I have no idea how you searched, but PubMed gives 408 hits for "glucosamine
insulin" and 87 for "glucosamine insulin AND (resistance OR sensitivity)".
If someone has the time to do examine these carefully present the results, it
would definitely be of service to many of us here. I have not investigated the
situation for some time and there appear to be many more related results than at
that time.
--Tom Matthews
MoreLife for the rational - http://morelife.org
Reality based tools for More Life in quantity & quality
>
michaelprice
> michaelprice wrote:
> > Me too. But how strong is the evidence against
> > glucosamine?

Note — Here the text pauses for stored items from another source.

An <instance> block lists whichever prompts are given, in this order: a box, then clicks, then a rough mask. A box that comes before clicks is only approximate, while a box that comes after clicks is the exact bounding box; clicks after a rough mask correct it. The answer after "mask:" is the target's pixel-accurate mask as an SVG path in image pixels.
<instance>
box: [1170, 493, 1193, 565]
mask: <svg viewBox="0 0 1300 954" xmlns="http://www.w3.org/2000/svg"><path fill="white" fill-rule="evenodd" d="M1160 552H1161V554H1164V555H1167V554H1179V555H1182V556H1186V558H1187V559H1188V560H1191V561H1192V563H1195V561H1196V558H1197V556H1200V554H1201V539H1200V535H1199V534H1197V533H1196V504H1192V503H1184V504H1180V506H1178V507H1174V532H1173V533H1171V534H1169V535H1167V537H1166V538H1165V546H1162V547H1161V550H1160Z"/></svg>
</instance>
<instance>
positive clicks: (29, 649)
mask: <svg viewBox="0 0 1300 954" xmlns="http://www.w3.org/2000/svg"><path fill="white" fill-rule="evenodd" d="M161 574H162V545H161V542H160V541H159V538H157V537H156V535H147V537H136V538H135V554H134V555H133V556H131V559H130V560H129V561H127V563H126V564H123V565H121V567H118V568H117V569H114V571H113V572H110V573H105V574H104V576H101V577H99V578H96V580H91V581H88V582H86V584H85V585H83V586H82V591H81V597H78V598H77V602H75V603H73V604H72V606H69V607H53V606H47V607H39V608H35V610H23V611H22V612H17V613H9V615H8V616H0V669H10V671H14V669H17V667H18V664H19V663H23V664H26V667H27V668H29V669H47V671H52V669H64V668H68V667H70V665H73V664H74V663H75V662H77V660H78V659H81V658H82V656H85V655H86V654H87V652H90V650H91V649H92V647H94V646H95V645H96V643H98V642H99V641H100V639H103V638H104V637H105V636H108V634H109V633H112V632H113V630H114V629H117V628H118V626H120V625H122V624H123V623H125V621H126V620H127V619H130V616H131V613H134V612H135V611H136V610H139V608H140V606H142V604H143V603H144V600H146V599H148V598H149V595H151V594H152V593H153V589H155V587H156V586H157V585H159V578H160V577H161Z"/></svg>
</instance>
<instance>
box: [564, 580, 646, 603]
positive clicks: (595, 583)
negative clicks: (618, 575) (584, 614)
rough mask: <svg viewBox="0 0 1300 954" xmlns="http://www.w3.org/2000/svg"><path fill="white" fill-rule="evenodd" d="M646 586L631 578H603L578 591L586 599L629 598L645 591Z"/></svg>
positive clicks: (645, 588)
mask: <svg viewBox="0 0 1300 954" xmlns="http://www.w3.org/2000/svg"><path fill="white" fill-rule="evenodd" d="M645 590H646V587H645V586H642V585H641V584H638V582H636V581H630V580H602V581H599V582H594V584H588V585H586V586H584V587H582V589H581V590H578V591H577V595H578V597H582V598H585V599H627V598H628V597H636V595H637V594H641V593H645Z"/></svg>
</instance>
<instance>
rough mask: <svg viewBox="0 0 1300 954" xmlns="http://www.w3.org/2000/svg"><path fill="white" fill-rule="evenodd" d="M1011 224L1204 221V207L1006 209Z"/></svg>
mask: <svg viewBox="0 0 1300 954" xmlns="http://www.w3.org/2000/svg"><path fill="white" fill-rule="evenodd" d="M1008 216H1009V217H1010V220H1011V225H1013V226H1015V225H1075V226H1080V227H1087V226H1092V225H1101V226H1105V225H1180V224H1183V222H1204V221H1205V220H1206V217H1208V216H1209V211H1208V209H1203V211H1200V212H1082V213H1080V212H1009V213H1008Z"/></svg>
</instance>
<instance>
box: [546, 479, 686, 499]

The best ref I could find (below) was
> > using *intravenous* glucosamine, and it's not clear to me
> > how applicable it is to oral glucosamine. (Would
> > intravenous glucose have had the same effect?) Perhaps
> > oral glucosamine is no worse than a sweetened drink?
>
> I have no idea how you searched, but PubMed gives 408 hits for
> "glucosamine insulin" and 87 for "glucosamine insulin AND
> (resistance OR sensitivity)".
Only 14 hits for "glucosamine" & "insulin" & "glucose tolerance", with the
result I gave. The one ref that filtered through after reading was the one
previously cited here a few months ago.